All right. Well, listen, I just -- I want to thank everybody very much. We are extremely excited about the fact that the government of Iraq has announced and has had today confirmed the ministries of the last three, both in Defense, Interior and National Security, which gives them that opportunity to truly take a step forward. And then it was complemented by the fact that a terrorist that was out there killing Iraqi civilians today no longer exists.

At least twice asked if Zarqawi (or "Zarqawi") was dead from the air strikes, responded in the affirmative. That's not correct. So is Caldwell a liar or a useful tool that they feed lines to when it's time for spin?
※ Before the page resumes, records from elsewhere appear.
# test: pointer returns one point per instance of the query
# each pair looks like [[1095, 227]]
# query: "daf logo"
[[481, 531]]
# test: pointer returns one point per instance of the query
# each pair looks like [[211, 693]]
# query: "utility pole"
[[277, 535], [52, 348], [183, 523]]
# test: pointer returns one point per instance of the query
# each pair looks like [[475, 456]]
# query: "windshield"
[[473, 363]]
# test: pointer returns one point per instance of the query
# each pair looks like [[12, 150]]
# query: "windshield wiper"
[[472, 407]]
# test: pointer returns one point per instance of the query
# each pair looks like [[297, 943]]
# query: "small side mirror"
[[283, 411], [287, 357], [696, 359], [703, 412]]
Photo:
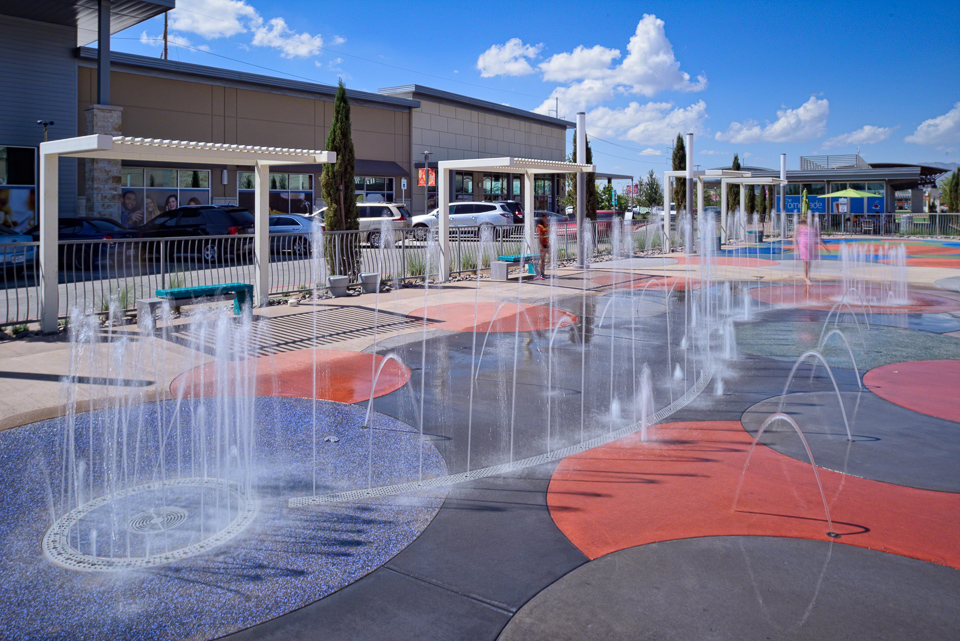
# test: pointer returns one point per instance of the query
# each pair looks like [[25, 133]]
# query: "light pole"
[[426, 182], [45, 124]]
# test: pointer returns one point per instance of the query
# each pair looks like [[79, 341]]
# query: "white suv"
[[493, 216]]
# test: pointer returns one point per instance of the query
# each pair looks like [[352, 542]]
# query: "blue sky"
[[745, 77]]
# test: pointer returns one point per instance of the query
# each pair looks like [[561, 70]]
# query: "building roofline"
[[221, 76], [476, 102]]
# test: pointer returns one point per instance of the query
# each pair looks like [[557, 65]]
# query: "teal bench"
[[499, 267], [241, 293]]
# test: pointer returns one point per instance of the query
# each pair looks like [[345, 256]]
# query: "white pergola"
[[725, 177], [106, 147], [527, 166]]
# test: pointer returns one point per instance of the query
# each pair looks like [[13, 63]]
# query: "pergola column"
[[529, 215], [443, 202], [49, 239], [261, 234]]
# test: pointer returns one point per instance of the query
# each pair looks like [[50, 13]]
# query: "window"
[[18, 188], [289, 193], [373, 189]]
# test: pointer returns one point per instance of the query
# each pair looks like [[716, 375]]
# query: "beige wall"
[[155, 107]]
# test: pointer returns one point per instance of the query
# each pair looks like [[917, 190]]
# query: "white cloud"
[[211, 19], [650, 67], [654, 123], [864, 136], [940, 131], [278, 35], [508, 59], [806, 122], [580, 64], [173, 39]]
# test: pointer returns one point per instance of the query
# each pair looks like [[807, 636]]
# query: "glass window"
[[131, 177], [194, 178]]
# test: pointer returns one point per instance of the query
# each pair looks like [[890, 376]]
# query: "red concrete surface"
[[928, 387], [346, 377], [682, 484], [664, 283], [823, 297], [467, 317]]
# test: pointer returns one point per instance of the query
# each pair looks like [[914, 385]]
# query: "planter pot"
[[370, 283], [338, 285]]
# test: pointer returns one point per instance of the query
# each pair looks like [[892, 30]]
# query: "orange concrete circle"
[[928, 387], [493, 317], [345, 377], [682, 484]]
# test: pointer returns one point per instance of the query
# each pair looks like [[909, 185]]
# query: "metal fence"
[[92, 274]]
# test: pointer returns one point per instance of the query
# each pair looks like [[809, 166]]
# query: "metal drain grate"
[[157, 520]]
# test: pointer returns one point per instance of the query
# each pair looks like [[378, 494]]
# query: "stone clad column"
[[102, 180]]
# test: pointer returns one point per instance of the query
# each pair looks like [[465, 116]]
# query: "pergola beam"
[[103, 146], [529, 167]]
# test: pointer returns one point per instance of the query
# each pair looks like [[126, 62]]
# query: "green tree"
[[679, 164], [336, 183], [651, 193], [593, 200], [762, 205], [733, 191]]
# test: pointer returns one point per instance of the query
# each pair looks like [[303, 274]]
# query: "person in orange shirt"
[[543, 234]]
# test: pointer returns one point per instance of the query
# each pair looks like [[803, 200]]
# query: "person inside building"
[[130, 213]]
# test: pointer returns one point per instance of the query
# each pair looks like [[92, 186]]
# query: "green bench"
[[241, 293], [499, 267]]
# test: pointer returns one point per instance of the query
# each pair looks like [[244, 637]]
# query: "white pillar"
[[666, 212], [529, 237], [49, 237], [783, 196], [443, 202], [723, 211], [689, 170], [581, 185], [261, 235]]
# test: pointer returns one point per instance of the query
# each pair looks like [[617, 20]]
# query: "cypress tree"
[[733, 191], [336, 184], [679, 164]]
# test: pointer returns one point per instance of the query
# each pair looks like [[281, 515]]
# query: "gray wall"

Martha noted the earlier Washington Post article but Bryan notes another one and wonders if we can quote from it because "it's mainly about movies but I think it gives a look at the life on the ground that we really don't get most of the time." I agree and I'll even offer transition. Caldwell (what, you thought we were done with him?) is fond of telling everyone with a pen and paper that his father (Willie III is the father, Willie IV is in Iraq and has also fathered Willie V) loved, loved, love Jerry Bruckheimer's Pearl Harbor and thinks it's just as it was when Willie III was a teenager. Whether that's true or just more hot air (Bruckheimer's been very good to the Bully Boy), it's a movie and maybe, if the people of Iraq can endure a little more suffering, it can play in Iraq? Here's Joshua Partlow's "Baghdad's Cinemas Falling Casualty to War: Few Remaining Theaters Pull In Meager Audiences With Replays of Old Films" (Washington Post) telling you what is and what is not playing at your local Iraq theaters:

In the capital of this warring country, where days beat to the percussion of bombings and gunfire and nights are spent locked down under a citywide curfew, Baghdad's remaining moviegoers are all lonely souls. The showing at the cavernous Semiramis cinema, with its 1,800 red velvet seats and two balconies, attracted just 11 people, each of them sitting by themselves.
"People like me are starting to feel ashamed of coming over here. Because of the violent situation, they think you are a carefree person if you go to the cinema in such conditions," said Ali Hussein, 49, a cosmetics wholesaler unemployed since his office burned down six months ago. "But some people feel more secure here than in the cafes and restaurants, which are being blown up."
Most of the city's once-popular movie theaters have shut down for lack of business. Those that remain open save money by replaying the same films. As with art and music and theater in Baghdad, going to movies is a cultural luxury losing out to the daily killing.
"There are more stories worthy to become movies in Iraq than there is oil in this country," said Ziad Turkey, the cinematographer of "Underexposure," Iraq's first post-invasion feature-length film. "But we don't have an audience. All that we have, the movie houses, are merely buildings. They are not theaters."
At Semiramis, in central Baghdad, moviegoers used to line up off of Sadoun Street to watch one of seven daily films, said an employee who feared to give his name. Now, in addition to the Egyptian movie, there are three choices: Jackie Chan's "Thunderbolt," Jet Li's "Hero" and Wes Craven's Baghdad-appropriate effort "Scream." All were released before the U.S.-led invasion in 2003. The owners can no longer afford to import the latest films.

That's not an insult of the article. I agree with Bryan, it's a view of reality. And probably something many who may have more difficulty relating to other news (such as zeroes and zeroes and zeroes) can relate to.